Estimados amigos: quiero retomar (interviniendo en ellas) las palabras que escribí, hace poco más de un año, para presentar Las muertes de María, novela con la que Edelmis Anoceto ganó en 2014 el Premio Fundación de la Ciudad de Santa Clara. Después, con el propósito de articularlo todo, me referiré a un extraño (por inusual) relato de Edelmis—“Sala de lecturas”— que obtuvo ese mismo año una de las menciones del Premio Iberoamericano de Cuento Julio Cortázar.
Me gustaría advertir lo siguiente: entre las funciones de un crítico está la de sugerir qué leer y por qué. Actualmente (porque descreo bastante de la crítica formal y, sobre todo, de su utilidad en Cuba) he renunciado con cierta persistencia a vestirme con los atuendos del crítico, pero hay ciertas oportunidades de hacerlo con gusto, y esta es una de ellas.
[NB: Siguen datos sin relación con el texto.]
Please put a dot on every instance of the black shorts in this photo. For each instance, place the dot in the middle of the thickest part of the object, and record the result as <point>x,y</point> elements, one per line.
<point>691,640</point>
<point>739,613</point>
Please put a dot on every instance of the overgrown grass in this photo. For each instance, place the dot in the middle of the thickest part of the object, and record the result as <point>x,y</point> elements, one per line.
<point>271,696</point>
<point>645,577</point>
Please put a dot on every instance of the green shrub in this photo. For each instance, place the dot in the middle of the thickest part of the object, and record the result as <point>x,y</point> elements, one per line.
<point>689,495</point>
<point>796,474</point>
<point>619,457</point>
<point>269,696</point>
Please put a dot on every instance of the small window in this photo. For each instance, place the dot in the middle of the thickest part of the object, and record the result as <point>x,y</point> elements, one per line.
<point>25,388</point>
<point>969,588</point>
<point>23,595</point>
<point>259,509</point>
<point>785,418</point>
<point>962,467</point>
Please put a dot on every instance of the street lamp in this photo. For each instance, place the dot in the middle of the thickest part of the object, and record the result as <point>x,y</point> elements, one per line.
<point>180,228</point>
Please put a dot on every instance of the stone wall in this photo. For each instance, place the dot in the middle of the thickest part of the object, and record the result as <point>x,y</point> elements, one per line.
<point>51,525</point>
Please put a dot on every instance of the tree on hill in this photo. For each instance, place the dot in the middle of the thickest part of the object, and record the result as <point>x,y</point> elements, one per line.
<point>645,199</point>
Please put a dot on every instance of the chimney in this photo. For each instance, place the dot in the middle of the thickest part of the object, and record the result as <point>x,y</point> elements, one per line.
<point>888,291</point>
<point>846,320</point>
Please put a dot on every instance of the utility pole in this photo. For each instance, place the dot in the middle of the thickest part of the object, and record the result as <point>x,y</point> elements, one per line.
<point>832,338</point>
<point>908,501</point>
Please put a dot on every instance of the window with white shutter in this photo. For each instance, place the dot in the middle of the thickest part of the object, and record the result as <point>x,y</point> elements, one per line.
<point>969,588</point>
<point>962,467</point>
Como ustedes conocen, mi relación con Las muertes de María no es tan obvia. Formé parte del jurado quela convirtió en ganadora. Escribí un párrafo que figura en la contracubierta de esta edición. Y ahora estoy aquí, con Edelmis Anoceto, acompañándolo en este panel que, de cierta manera, agasaja su trabajo. O sea, he cultivado una especie de pequeña fidelidad al libro, actitud que tiene su origen en mi fidelidad a su asunto, su argumento, sus personajes y sus atmósferas. De manera que, a mi gratitud por la invitación que se me ha hecho, sumo ahora el argumento de que las casualidades no existen, aun cuando sí lo sea la circunstancia de que el premio haya ido a manos de un escritor como Edelmis, sumergido de lleno —por elección y por formación— enla poesía en lengua inglesa y adepto de (y adicto a) un mito llamado Lord Byron. Ambos —yo, él— nos desenvolvemos en esa adicción y aprendemos de ella.
Este libro es un experimento narrativo inusual, provocador, y por esa razón viene a oponerse a las inercias de la narrativa cubana de ahora mismo. Escribir hoy una novela donde, de forma discontinua, y con los aderezos de la ficción, la vida y la obra de Lord Byron se pone manifiesto y nos interroga, constituye un ejercicio insólito. Además, no es una novela extensa, ni meticulosa. Su trama y la densidad de sus hechos habrían dado para seiscientas o setecientas páginas de un bestseller saturado de acción, de pensamientos, de anécdotas y de preguntas. En definitiva, se trata de Lord Byron, que fue una suerte de epítome del héroe romántico (un verdadero poeta sería siempre, en verdad, un héroe romántico) y en cuya existencia se avivó el falso contraste entre el libertino material y el hombre que dialoga con el alma de la libertad y lo sublime. Y, sin embargo, Las muertes de María es un libro veloz, despejado, de lectura expedita, sin dejar de trepar por la espesura de lo experimental, que cobra vida en lo inmediato, por así decir.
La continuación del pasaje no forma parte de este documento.